Manic Depression entails a period of elevated mood swinging unexpectedly to a period of depression. The cause can be due to physical damage to the brain but is usually genetic; Lita and her 5 children have the illness – she explains how it is to deal with the everyday-struggle.

A recent article in the New Scientist told the story of Rebecca Riley, a 4-year-old who had bipolar disorder, overdosing on her medications and dying. It’s not known whether this was due to the parents giving too much to her deliberately or accidentally. This just added fuel to the already raised issues about the disorder being diagnosed too frequently, especially in children.

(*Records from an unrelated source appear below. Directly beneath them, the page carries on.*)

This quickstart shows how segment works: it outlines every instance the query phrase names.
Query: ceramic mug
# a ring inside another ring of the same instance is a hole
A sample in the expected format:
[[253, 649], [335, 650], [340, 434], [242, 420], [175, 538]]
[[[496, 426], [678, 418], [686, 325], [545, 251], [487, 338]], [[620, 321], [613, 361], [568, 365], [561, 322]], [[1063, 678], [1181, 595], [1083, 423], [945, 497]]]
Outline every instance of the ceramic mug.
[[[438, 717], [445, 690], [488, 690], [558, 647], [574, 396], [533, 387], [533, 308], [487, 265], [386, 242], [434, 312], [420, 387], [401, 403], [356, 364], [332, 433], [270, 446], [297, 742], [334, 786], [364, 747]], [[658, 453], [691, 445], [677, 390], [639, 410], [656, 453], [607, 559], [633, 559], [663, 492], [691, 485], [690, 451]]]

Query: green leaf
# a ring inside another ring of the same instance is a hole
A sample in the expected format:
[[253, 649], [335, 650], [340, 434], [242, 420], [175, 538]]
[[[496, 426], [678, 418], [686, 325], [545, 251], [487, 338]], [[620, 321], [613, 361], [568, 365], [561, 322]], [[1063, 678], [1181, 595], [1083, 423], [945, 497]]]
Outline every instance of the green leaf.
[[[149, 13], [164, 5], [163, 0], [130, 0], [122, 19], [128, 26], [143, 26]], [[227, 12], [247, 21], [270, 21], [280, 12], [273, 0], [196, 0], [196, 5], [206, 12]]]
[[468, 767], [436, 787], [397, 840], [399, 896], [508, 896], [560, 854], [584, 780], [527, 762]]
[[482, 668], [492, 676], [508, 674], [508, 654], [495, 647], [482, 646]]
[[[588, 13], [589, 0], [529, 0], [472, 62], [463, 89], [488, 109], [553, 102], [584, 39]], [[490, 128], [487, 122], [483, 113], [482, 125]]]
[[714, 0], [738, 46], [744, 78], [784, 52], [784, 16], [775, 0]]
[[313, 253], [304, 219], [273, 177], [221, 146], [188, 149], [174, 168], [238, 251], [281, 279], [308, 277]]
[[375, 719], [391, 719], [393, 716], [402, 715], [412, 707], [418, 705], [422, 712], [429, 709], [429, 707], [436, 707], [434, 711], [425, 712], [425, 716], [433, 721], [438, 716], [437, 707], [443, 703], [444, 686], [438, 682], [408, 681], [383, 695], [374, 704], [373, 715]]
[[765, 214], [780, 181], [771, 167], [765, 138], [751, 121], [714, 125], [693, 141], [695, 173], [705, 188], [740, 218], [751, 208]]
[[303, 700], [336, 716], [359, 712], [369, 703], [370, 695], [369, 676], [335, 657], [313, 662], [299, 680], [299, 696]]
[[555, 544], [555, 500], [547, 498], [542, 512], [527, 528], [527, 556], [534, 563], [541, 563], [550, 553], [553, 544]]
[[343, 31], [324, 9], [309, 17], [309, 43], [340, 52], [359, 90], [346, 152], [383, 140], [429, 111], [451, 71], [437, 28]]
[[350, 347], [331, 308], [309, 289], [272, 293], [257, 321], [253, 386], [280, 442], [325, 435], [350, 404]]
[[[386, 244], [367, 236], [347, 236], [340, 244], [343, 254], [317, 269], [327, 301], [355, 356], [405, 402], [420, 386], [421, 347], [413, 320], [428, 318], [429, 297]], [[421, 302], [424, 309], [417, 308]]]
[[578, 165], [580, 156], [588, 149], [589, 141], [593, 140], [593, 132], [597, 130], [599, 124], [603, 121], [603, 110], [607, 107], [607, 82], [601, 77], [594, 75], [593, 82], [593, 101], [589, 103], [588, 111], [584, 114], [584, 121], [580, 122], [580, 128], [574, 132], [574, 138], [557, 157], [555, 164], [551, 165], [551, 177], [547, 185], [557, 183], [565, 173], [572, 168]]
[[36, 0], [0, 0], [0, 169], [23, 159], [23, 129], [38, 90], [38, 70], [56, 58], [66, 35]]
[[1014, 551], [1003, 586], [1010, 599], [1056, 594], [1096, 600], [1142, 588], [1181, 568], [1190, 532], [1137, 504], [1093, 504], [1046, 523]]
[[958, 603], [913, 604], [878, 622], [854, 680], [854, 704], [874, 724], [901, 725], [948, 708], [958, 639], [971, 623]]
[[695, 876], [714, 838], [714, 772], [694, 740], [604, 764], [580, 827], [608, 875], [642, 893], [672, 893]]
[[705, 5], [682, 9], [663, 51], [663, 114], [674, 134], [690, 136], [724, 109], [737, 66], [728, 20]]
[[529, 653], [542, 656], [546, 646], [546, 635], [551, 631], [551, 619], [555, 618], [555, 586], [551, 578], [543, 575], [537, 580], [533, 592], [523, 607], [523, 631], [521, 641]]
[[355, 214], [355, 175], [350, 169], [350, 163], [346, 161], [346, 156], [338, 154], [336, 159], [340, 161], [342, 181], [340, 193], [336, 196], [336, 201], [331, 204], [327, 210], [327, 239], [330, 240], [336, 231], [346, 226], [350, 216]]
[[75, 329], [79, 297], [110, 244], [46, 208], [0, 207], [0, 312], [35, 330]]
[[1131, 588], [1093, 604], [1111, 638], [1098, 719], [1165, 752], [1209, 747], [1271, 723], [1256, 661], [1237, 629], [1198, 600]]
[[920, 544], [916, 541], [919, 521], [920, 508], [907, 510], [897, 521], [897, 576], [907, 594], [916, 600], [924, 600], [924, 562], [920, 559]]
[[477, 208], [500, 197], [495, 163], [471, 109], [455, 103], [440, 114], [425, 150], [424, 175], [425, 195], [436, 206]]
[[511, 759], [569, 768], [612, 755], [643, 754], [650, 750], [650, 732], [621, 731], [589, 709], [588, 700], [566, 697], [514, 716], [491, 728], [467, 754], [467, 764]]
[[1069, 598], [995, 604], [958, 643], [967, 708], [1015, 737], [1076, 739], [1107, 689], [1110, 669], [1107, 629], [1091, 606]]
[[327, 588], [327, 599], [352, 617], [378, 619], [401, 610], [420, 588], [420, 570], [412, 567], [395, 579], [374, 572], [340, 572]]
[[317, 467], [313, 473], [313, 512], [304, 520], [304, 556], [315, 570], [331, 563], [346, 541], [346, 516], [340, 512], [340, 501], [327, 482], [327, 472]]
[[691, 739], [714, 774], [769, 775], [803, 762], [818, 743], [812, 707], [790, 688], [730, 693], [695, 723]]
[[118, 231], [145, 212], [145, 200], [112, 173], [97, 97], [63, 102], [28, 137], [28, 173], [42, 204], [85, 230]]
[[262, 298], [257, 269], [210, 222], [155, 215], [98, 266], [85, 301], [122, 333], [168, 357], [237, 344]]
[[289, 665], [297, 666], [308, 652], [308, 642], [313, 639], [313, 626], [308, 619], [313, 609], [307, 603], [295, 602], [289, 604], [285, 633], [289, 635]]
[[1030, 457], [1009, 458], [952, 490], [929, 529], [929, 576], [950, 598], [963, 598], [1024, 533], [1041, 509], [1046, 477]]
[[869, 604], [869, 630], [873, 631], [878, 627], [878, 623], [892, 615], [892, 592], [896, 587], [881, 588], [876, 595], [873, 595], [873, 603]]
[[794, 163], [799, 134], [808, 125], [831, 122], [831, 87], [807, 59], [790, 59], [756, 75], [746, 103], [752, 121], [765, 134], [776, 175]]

Mostly, the reason for overdiagnosis is because the symptoms, such as angst, low mood, deflated confidence, can be mistaken for the disorder. Though these are some of the symptoms, they need to go along with symptoms from the other end of the spectrum: elation, feeling important, being overactive. Another cause is the medicine for treating bipolar disorder is in high abundance which makes doctors more comfortable – they feel at ease with a problem they can solve.